I had to learn to eat quickly when I was a kid. I dawdled over my food to the point of being the only kid still sitting in the cafeteria at St Thomas the Apostle in Minneapolis, whilst everyone else had gone off to play before class resumed. My parents despaired over me still sitting at the table poking listlessly at my food an hour after dinner was over, and no sage words about starving Third-World children would induce me to eat. It took them years to break me of this. I still eat my food quickly, and am usually the first one away from the table, still expecting to get scolded for taking too long to eat. :)

Leenie said...

NO!! Not the lime Jello-shredded carrot and celery with Miracle Whip! I'll talk, I'll tell you everything!

Jayne Martin said...

For as long as I can remember (and the older I get, the shorter than time period is) I've worked at home eating what I want when I want, according to my finances at the time. As a freelance writer for most of my life (aka unemployed person), peanut butter sandwiches and scrambled eggs, not necessarily together, have been the staples of my lunches. Nobody ever paid me for the time it took to eat them, but that would have been nice.

Gigi said...

Lunch - talk about drama. Somehow the workplace + lunch always equals drama (same goes for school now that I think about it) which is why I now take myself to a local park and eat my lunch, alone, in the car. It's actually quite peaceful.

Belle said...

When I worked at A&W in my twenties you took your lunch in the office. If it got busy you worked and then went back to finish lunch. I actually liked working there because management was so nice and they gave regular raises.

That Janie Girl said...

I want to nap through lunch. And then eat.

Will that work?

aamedor said...

Love the play on words A Lert, hilarious.

Symdaddy said...

Here I am Pearl!

Comment No. 31 (I think).

Can you see me down here?

I have lunch every day at 12.30pm (give or take) and have a nap afterwards until 3pm (I'm in Europe, obviously). I don't mind having a nap, but those communal sleeping areas at the back of the restaurants are pretty dirty and squalid.

River said...

Schools down here in Aus don't have cafeterias with provided lunches. Kids take lunch to school in a lunchbox which sits in their bag until lunchtime, then they all go outside to eat and play until the bell goes to call everyone back to lessons.
At work, lunch hours are never paid time, but we rarely have to clock out.

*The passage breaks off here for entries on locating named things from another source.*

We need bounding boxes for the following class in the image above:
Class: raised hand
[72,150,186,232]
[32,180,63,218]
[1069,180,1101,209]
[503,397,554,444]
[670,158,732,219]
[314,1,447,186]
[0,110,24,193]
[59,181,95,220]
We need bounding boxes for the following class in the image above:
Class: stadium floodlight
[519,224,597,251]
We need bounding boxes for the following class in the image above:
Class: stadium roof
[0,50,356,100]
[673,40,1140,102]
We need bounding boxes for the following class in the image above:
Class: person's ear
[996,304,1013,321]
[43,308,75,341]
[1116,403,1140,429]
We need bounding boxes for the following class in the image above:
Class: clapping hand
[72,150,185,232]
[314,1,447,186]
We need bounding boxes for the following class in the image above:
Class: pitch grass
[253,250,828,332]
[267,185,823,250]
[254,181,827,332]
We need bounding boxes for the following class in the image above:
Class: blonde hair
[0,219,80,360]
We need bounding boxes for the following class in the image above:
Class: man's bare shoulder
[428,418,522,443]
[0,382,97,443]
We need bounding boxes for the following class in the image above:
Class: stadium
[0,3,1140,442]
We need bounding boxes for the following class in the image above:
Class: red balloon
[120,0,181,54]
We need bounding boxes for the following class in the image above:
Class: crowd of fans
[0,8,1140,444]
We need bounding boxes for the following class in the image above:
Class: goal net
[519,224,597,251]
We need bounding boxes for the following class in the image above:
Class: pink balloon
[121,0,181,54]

In factories there's a siren or bell that rings to signal start and end of lunchtimes, shorter teabreaks are paid time however.
I like the idea of going home for lunch and a nap, but it would take me the whole two hours just to get home and back again on the buses, so it would mean eating lunch on the way home, then napping on the bus on the way back. So that wouldn't work.

Pat said...

I think France is where lunch is taken most seriously and it used to be that they would go home to the suburbs for it mid day.

Jo said...

That jello thing with the Miracle Whip? I think you may have just cured my unfortunate food addiction.....

Thanks?

Dr. Kathy McCoy said...

I once worked in a place where the schedule of patients was so heavy that lunch was out of the question and bathroom breaks were only possible if a long-time patient showed up who didn't mind losing a few minutes out of a session so the therapist could run to the bathroom. We weren't paid a salary but $20 per patient who showed up. We used to carry Go-Gurt tubes and ingest the yogurt in 15 seconds between patients. Such memories make retirement feel very sweet, indeed!